Bayesian Modeling Workflow
Principled, iterative model building based on Gelman, Vehtari & McElreath (2025) and Gelman et al. (2020).
The Workflow
- Start simple — fit the simplest plausible model first
- Prior predictive check — verify priors produce plausible data (see SKILL.md § Prior Predictive)
- Fit and diagnose — check convergence before interpreting (see SKILL.md § Diagnostics)
- Posterior predictive check — find specific, interpretable misfits (see SKILL.md § Posterior Predictive)
- Expand and compare — add one piece of complexity, compare via LOO, repeat
Start Simple
Write the simplest model that could address the question.
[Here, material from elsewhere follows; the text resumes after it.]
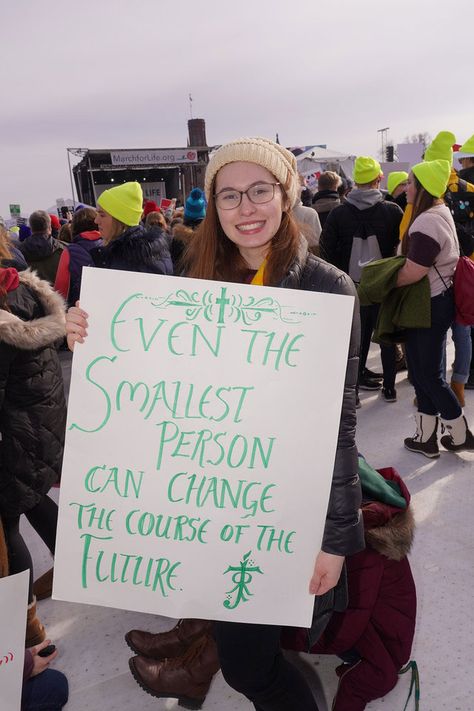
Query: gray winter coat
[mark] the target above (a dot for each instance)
(32, 404)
Fit it. Understand it before adding complexity.
- Grouped data: start with complete pooling (single intercept), then no pooling, then partial pooling
- Regression: start with one or two key predictors, not all of them
- Time series: start with a simple trend or random walk before adding seasonal or autoregressive structure
Complex models are understood in relation to simpler ones. Each expansion reveals what the added complexity buys. Computational problems are easier to diagnose in simple models.
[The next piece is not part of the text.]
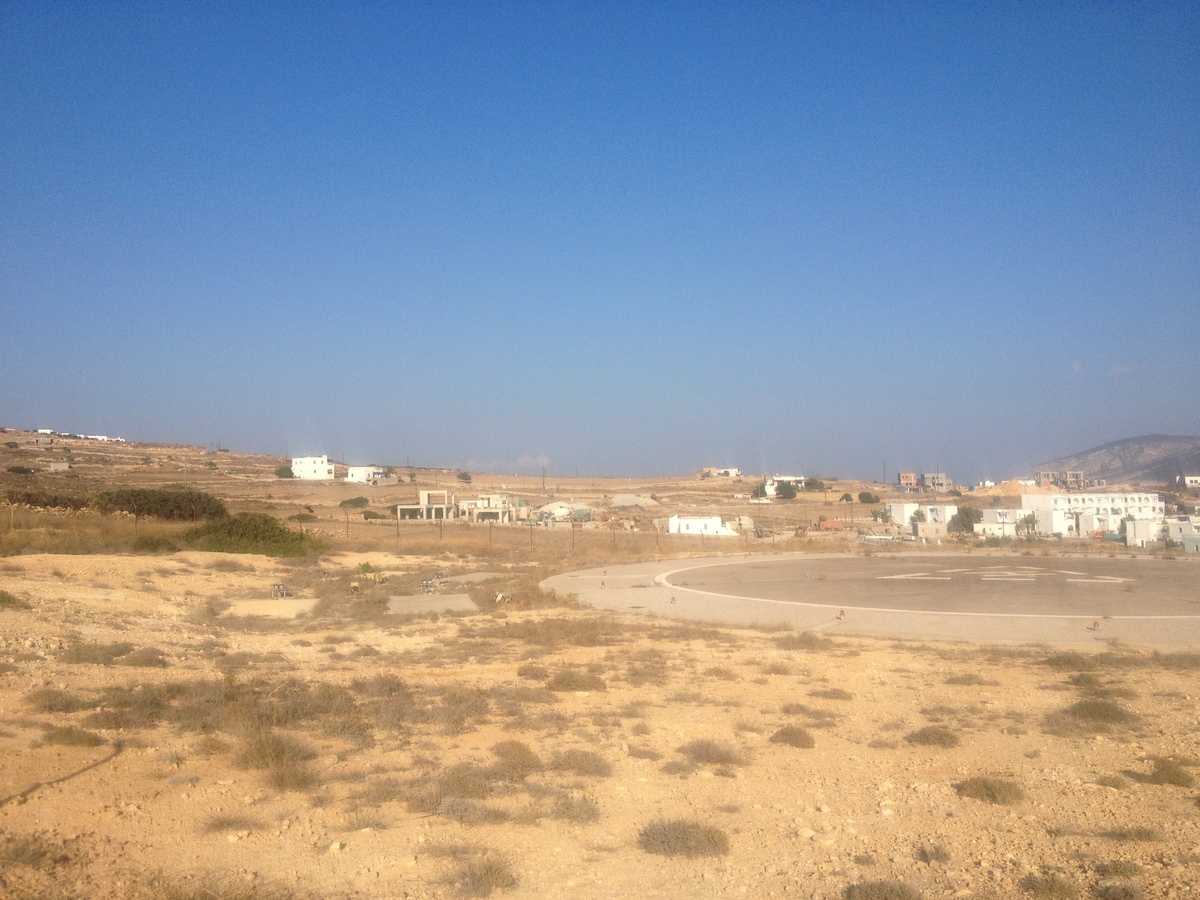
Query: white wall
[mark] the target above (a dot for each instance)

Save results.nc immediately after your first successful sampling run.
Expand and Compare
Label each model explicitly (e.g., “Model 1: complete pooling”, “Model 2: partial pooling”) so the progression is clear.
Add ONE piece of complexity at a time. Fit the expanded model, diagnose, check posterior predictions, then compare:
# Compute log-likelihood if using nutpie
pm.compute_log_likelihood(idata_simple, model=model_simple)
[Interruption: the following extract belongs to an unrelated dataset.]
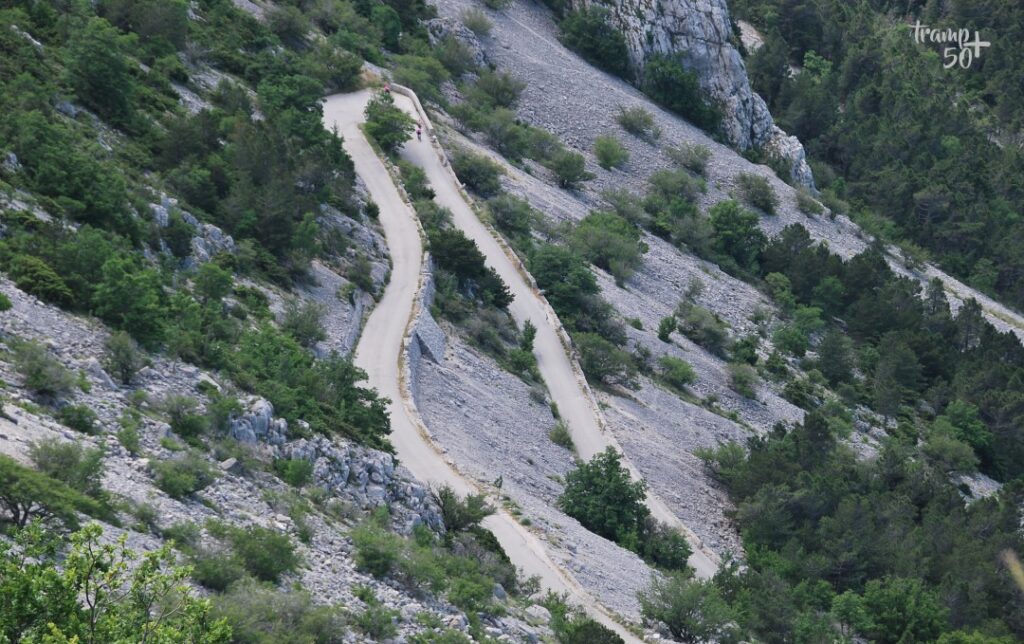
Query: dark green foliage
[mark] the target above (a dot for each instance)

pm.compute_log_likelihood(idata_complex, model=model_complex)
comparison = az.compare({
"simple": idata_simple,
"complex": idata_complex,
})
print(comparison[["rank", "elpd_loo", "elpd_diff", "se_diff", "weight"]])Decision rule: If two models have similar stacking weights, they are effectively equivalent.
Fit the expanded model even when you believe the simpler one is sufficient. The comparison itself is informative: - If the expansion doesn’t improve fit, you’ve demonstrated the simpler model is adequate - If it does improve fit, you’ve identified important structure - The difference between models tells you something about the data-generating process
Reporting the Workflow
Report the sequence of models, not just the final one. The modeling journey IS the analysis.
Summarize with a model progression table:
| Model | Description | ELPD_LOO | elpd_diff | weight |
|-------|-------------|----------|-----------|--------|
| Model 2 | Partial pooling | -222.2 | 0.0 | 0.91 |
| Model 1 | Complete pooling | -234.5 | -12.3 | 0.09 |
Include: prior predictive findings, posterior predictive misfits that motivated each expansion, model comparison results, final parameter estimates with 94% HDIs, and conclusions about what the data support.
Simulating Fake Data
For novel or complex model structures, simulate from your model with known parameter values before touching real data:
- Choose plausible parameter values (informed by domain knowledge)
- Simulate a dataset from the generative model
- Fit the model to simulated data
- Check: are the true parameters recovered within posterior intervals?
This catches specification bugs, non-identifiability, and prior-likelihood conflicts before real-data messiness obscures the picture. Most valuable for custom likelihoods, latent variable models, and models with complex indexing.
Hierarchical Build-Up
When building hierarchical models iteratively:
- Complete pooling — single intercept, ignoring group structure
- No pooling — group-specific intercepts, no sharing — compare to pooled
- Partial pooling — hierarchical intercepts — compare to both
- Varying slopes — allow slopes to vary by group if the question warrants it
- Group-level predictors — explain between-group variance
At each step, compare via LOO and check whether the added structure reduces between-group variance.
Compressed Storage
For large InferenceData objects (many draws, large posterior predictive):
# Compress with zlib (reduces file size 50-80%)
idata.to_netcdf(
"results/model_v1.nc",
engine="h5netcdf",
encoding={var: {"zlib": True, "complevel": 4}
for group in ["posterior", "posterior_predictive"]
if hasattr(idata, group)
for var in getattr(idata, group).data_vars}
)References
- Gelman, Vehtari, and McElreath (2025). “Statistical Workflow.” Philosophical Transactions of the Royal Society A.
- Gelman, Vehtari, Simpson, et al. (2020). “Bayesian Workflow.” arXiv:2011.01808.
- Gabry, Simpson, Vehtari, Betancourt, and Gelman (2019). “Visualization in Bayesian workflow.” JRSS A.